Chinese Growth Risk

Today there were stories on my Bloomberg about Asia growth slowing to 6%, declining March job ads, retail sales and services demand in Japan, the BOJ deferring end of deflation forecast by a year, slowing growth in Germany, and the likely end of the commodity price run-up (The CRB index down 4.1% in the past month and shipping rates for dry, bulk commodities have fallen 29% sine their December 6 peak), US chest-thumping about China’s need to revalue the yuan, and a signal from a Chinese official that they may actually to so…someday.

When you put the jigsaw pieces together, they tell one story. People are starting to worry about Chinese growth. Keeping the Chinese economy growing fast enough to contain the growing political pressures that erupted last week over Japan (see LA Times, Passions Could burn Beijing).

My friend Jim Flanigan, the Economics Editor of the LA Times, wrote an interesting piece this weekend, Globalization Is Doing a World of Good for U.S, and another recent piece on the misleading trade deficit data, both of which point out how US companies and workers benefit from trade.
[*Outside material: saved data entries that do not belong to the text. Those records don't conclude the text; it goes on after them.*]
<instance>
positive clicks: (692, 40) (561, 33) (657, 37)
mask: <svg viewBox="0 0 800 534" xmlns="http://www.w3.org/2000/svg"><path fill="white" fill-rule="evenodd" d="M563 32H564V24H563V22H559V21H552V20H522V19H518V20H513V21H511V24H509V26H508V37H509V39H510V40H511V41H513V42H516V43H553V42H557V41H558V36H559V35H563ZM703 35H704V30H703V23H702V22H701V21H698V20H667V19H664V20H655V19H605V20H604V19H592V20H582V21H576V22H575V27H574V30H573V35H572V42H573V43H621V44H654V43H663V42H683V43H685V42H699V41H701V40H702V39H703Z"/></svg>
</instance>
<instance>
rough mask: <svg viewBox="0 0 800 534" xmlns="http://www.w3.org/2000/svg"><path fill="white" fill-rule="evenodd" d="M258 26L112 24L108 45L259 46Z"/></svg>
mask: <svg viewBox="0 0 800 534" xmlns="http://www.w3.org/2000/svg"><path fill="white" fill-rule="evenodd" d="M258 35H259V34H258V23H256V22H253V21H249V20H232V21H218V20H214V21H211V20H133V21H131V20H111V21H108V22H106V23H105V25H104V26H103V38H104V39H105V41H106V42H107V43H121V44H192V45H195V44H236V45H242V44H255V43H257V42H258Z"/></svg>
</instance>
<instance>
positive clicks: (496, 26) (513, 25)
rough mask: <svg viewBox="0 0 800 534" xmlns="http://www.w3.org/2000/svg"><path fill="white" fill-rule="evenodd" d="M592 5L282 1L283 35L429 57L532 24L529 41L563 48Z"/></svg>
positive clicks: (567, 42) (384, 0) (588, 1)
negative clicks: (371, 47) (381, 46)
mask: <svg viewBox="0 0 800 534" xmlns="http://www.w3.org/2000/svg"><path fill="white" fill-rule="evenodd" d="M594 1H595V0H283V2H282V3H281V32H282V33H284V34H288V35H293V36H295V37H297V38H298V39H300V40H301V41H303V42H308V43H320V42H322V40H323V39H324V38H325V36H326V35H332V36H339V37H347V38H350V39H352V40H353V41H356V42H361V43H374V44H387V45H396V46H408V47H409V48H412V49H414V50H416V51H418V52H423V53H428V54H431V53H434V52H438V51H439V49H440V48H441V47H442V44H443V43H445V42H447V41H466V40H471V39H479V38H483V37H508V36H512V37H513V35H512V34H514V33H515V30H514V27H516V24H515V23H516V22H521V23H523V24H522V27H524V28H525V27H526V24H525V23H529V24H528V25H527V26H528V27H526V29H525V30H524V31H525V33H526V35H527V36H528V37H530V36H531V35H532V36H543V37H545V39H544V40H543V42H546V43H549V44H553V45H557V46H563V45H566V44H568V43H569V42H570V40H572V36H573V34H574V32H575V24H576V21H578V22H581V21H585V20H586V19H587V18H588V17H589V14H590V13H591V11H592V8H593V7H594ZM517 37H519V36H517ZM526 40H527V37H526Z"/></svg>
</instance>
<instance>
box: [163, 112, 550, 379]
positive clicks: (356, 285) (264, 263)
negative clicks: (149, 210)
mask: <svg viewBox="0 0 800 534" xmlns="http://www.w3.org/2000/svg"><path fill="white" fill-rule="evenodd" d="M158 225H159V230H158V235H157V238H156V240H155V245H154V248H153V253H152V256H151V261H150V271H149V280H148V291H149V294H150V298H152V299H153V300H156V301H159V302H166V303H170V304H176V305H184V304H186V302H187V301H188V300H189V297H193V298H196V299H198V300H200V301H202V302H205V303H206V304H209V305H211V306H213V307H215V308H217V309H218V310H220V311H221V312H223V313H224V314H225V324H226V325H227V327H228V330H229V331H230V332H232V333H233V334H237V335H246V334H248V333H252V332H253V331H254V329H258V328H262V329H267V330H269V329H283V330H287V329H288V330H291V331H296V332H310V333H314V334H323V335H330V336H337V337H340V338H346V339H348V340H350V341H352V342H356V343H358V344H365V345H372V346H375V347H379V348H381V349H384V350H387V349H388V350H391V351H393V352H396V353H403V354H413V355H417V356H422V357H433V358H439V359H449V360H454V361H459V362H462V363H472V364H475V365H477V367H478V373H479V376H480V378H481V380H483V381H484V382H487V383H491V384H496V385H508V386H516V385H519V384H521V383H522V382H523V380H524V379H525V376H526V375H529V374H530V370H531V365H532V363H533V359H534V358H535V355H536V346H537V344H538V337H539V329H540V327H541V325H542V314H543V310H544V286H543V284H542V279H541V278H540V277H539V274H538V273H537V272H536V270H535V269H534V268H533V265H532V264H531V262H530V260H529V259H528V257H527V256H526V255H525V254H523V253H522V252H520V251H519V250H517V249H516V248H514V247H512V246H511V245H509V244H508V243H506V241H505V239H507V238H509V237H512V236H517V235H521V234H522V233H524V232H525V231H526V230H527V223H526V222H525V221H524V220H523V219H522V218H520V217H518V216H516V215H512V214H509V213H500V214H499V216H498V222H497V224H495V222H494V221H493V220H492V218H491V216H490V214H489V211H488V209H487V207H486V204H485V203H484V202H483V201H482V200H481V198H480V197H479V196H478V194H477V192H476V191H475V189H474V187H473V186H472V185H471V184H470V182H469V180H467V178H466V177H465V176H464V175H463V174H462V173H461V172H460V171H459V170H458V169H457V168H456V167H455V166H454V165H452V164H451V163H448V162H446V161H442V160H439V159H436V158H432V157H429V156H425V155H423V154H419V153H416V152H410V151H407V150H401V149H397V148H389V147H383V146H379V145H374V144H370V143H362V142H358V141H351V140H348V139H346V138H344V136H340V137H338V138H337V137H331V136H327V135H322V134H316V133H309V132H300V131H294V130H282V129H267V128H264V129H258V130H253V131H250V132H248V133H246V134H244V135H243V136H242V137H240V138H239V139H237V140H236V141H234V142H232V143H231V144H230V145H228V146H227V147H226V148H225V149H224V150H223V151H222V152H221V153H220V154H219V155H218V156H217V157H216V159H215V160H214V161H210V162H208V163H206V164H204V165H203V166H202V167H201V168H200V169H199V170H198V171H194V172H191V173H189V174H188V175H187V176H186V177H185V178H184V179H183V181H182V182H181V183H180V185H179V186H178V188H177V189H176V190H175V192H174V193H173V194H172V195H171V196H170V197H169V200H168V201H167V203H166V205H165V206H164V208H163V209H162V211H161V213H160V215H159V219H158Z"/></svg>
As I discussed with Jijm last week, however, not everyone in the US benefits from trade with China, which is why there is such a strong political lobby pressing Congress to force China to revalue their currency. The worker left standing in Indiana with a wrench in his hand, wondering where his factory went, is not a happy camper.

A few thoughts on the subject I will write more about later.
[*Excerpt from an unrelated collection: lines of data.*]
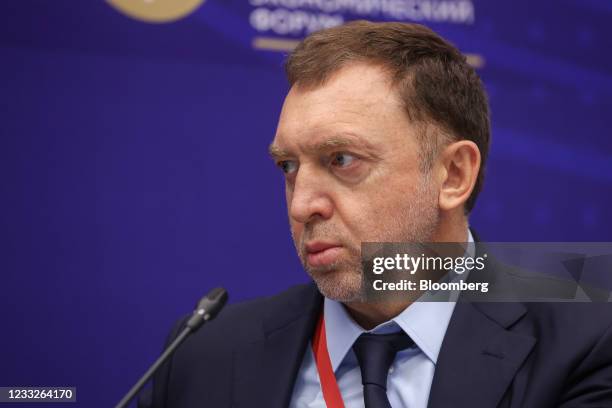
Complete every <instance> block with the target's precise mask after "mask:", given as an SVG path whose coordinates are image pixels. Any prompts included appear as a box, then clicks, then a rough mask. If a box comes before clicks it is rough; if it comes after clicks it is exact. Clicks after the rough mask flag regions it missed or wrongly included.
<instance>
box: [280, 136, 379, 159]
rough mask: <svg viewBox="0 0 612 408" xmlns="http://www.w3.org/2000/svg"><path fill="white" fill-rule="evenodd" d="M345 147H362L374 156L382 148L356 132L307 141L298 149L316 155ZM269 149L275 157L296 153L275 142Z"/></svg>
mask: <svg viewBox="0 0 612 408" xmlns="http://www.w3.org/2000/svg"><path fill="white" fill-rule="evenodd" d="M343 147H346V148H349V147H357V148H360V149H364V150H366V151H367V152H368V153H370V154H372V155H374V156H377V153H378V152H379V150H380V149H378V148H376V146H374V145H373V144H372V143H370V142H368V141H367V140H365V139H364V138H363V137H360V136H357V135H355V134H354V133H338V134H336V135H334V136H330V137H328V138H326V139H324V140H322V141H319V142H311V143H308V142H307V143H305V144H303V145H302V146H301V147H298V149H299V150H301V151H302V152H304V153H306V154H311V155H316V154H318V153H321V152H325V151H328V150H331V149H335V148H343ZM268 150H269V153H270V156H272V158H273V159H279V158H285V157H290V156H295V155H296V154H295V153H292V152H291V151H290V150H285V149H284V148H282V147H280V146H278V145H276V144H274V143H272V144H271V145H270V147H269V149H268Z"/></svg>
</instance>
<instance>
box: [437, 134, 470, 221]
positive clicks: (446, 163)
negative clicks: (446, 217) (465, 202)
mask: <svg viewBox="0 0 612 408" xmlns="http://www.w3.org/2000/svg"><path fill="white" fill-rule="evenodd" d="M439 160H440V161H439V165H440V166H441V169H440V170H442V172H441V174H442V175H443V176H442V180H441V184H440V194H439V196H438V204H439V205H440V209H442V210H446V211H449V210H453V209H455V208H458V207H462V206H464V204H465V202H466V201H467V200H468V198H469V197H470V194H472V190H474V185H475V184H476V179H477V178H478V170H480V150H479V149H478V146H476V143H474V142H472V141H469V140H459V141H457V142H454V143H451V144H449V145H448V146H446V147H445V148H444V150H443V151H442V152H441V154H440V156H439Z"/></svg>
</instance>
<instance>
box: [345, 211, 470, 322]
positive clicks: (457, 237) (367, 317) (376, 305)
mask: <svg viewBox="0 0 612 408" xmlns="http://www.w3.org/2000/svg"><path fill="white" fill-rule="evenodd" d="M451 225H452V227H450V228H446V229H443V228H440V229H439V230H438V231H437V232H436V233H435V234H434V235H433V236H432V239H431V242H467V239H468V235H467V228H468V225H467V219H466V218H465V217H463V222H455V223H451ZM411 304H412V301H410V300H407V301H399V302H377V303H368V302H346V303H344V306H345V308H346V310H347V312H348V313H349V315H351V317H352V318H353V319H354V320H355V322H357V324H359V325H360V326H361V327H363V328H364V329H366V330H370V329H373V328H374V327H376V326H378V325H379V324H381V323H384V322H387V321H389V320H391V319H393V318H394V317H395V316H397V315H399V314H400V313H402V312H403V311H404V310H405V309H406V308H407V307H408V306H410V305H411Z"/></svg>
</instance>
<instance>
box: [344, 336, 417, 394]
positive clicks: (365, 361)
mask: <svg viewBox="0 0 612 408" xmlns="http://www.w3.org/2000/svg"><path fill="white" fill-rule="evenodd" d="M413 344H414V342H413V341H412V339H410V337H408V335H406V333H404V332H399V333H392V334H371V333H364V334H362V335H361V336H359V338H358V339H357V340H356V341H355V344H353V351H354V352H355V356H356V357H357V361H358V362H359V368H360V369H361V381H362V383H363V385H366V384H375V385H377V386H379V387H382V388H384V389H387V373H388V371H389V368H390V367H391V364H393V360H394V359H395V355H396V354H397V352H398V351H400V350H404V349H406V348H408V347H410V346H412V345H413Z"/></svg>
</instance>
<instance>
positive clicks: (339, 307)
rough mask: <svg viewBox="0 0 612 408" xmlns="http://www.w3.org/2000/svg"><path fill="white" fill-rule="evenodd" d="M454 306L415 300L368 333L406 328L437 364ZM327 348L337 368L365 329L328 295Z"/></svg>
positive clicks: (424, 350) (339, 302) (415, 339)
mask: <svg viewBox="0 0 612 408" xmlns="http://www.w3.org/2000/svg"><path fill="white" fill-rule="evenodd" d="M473 245H474V238H473V237H472V233H471V232H470V231H469V230H468V251H467V252H468V256H473ZM454 309H455V302H414V303H412V304H410V305H409V306H408V307H407V308H406V309H404V311H403V312H401V313H400V314H399V315H397V316H395V317H394V318H393V319H391V320H389V321H387V322H384V323H381V324H379V325H378V326H376V327H375V328H374V329H372V330H369V332H374V333H387V332H394V331H399V330H403V331H404V332H405V333H406V334H407V335H408V336H410V338H411V339H412V340H413V341H414V342H415V344H416V346H417V347H418V348H419V349H420V350H421V351H422V352H423V353H424V354H425V355H426V356H427V358H429V359H430V360H431V361H432V362H433V363H434V364H436V363H437V361H438V354H439V353H440V348H441V347H442V340H444V335H445V334H446V329H447V328H448V324H449V321H450V318H451V316H452V314H453V310H454ZM323 311H324V316H325V333H326V337H327V350H328V352H329V358H330V360H331V365H332V369H333V370H334V371H336V370H337V369H338V367H339V366H340V364H341V363H342V361H343V360H344V358H345V357H346V354H347V353H348V352H349V350H350V349H351V347H353V343H355V340H357V338H358V337H359V336H360V335H361V334H362V333H364V332H366V330H364V329H363V328H362V327H361V326H359V324H357V322H355V321H354V320H353V318H352V317H351V316H350V315H349V314H348V312H347V311H346V309H345V308H344V305H342V303H340V302H337V301H335V300H331V299H328V298H325V300H324V303H323Z"/></svg>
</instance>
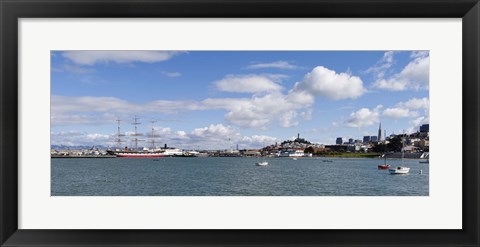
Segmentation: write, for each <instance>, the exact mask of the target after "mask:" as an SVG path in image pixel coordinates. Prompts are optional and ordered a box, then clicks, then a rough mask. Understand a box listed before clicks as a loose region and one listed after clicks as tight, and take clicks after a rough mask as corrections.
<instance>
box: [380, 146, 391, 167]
mask: <svg viewBox="0 0 480 247" xmlns="http://www.w3.org/2000/svg"><path fill="white" fill-rule="evenodd" d="M385 146H386V144H384V147H383V158H384V160H385V161H384V162H383V165H379V166H378V169H379V170H386V169H389V168H390V165H388V164H387V154H386V152H385Z"/></svg>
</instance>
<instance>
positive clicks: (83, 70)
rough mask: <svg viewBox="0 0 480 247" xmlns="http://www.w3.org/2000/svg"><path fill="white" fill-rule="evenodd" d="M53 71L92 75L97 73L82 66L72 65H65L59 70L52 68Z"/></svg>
mask: <svg viewBox="0 0 480 247" xmlns="http://www.w3.org/2000/svg"><path fill="white" fill-rule="evenodd" d="M52 71H54V72H69V73H74V74H91V73H95V70H94V69H87V68H83V67H80V66H75V65H70V64H63V65H62V66H60V67H58V68H54V67H52Z"/></svg>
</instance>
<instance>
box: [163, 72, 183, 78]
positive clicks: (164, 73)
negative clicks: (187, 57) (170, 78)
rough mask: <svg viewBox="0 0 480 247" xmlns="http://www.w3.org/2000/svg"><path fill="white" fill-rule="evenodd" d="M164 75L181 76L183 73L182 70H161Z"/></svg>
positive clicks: (167, 75)
mask: <svg viewBox="0 0 480 247" xmlns="http://www.w3.org/2000/svg"><path fill="white" fill-rule="evenodd" d="M161 73H162V75H165V76H168V77H179V76H181V75H182V74H181V73H180V72H168V71H161Z"/></svg>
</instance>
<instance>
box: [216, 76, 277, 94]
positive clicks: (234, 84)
mask: <svg viewBox="0 0 480 247" xmlns="http://www.w3.org/2000/svg"><path fill="white" fill-rule="evenodd" d="M283 78H284V76H281V75H227V76H226V77H225V78H223V79H221V80H218V81H215V82H214V83H213V84H214V85H215V87H216V88H217V89H218V90H220V91H224V92H234V93H261V92H272V91H280V90H281V89H282V86H280V85H279V84H278V83H277V82H279V81H280V80H281V79H283Z"/></svg>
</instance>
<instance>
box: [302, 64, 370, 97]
mask: <svg viewBox="0 0 480 247" xmlns="http://www.w3.org/2000/svg"><path fill="white" fill-rule="evenodd" d="M293 91H303V92H307V93H309V94H312V95H314V96H321V97H326V98H328V99H333V100H340V99H348V98H350V99H356V98H358V97H360V96H361V95H363V94H364V93H365V91H366V90H365V88H364V87H363V82H362V80H361V79H360V77H357V76H352V75H350V74H348V73H337V72H335V71H333V70H330V69H328V68H325V67H323V66H318V67H315V68H314V69H313V70H312V71H311V72H310V73H308V74H306V75H305V77H304V78H303V81H301V82H298V83H297V84H296V85H295V87H294V89H293Z"/></svg>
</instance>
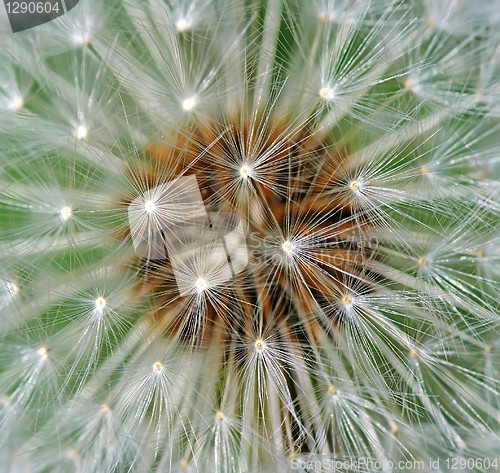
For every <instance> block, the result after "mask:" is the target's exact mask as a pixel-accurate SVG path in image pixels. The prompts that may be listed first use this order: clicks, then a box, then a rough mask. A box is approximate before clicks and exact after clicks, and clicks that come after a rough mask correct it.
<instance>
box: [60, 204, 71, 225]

1. China is pegging their currency to the dollar in order to attract foreign capital. Pegging effectively subcontracts Chinese inflation to the Fed and removes currency risk from the return calculations of foreign investors.

2. They should continue to peg. Attracting capital to grow fast enough to satisfy Chinese workers is the right thing to do.

3. Simple free trade arguments citing David Ricardo and comparative advantage are not convincing to people. If Ricardo were alive today he wouldn’t even make them. More on this later.

4. US government pressure on China is driven by politics, not economics.

5. In the short-term, our main risk is doing something to inadvertently trip-up Chinese growth.

6. In the long-term, we are going to have to figure out whaqt to do when China and India are both larger than the US economy. Keep a special eye on Japan-China frictions over energy supplies, the issue I vote as most likely to lead to a serious clash in future.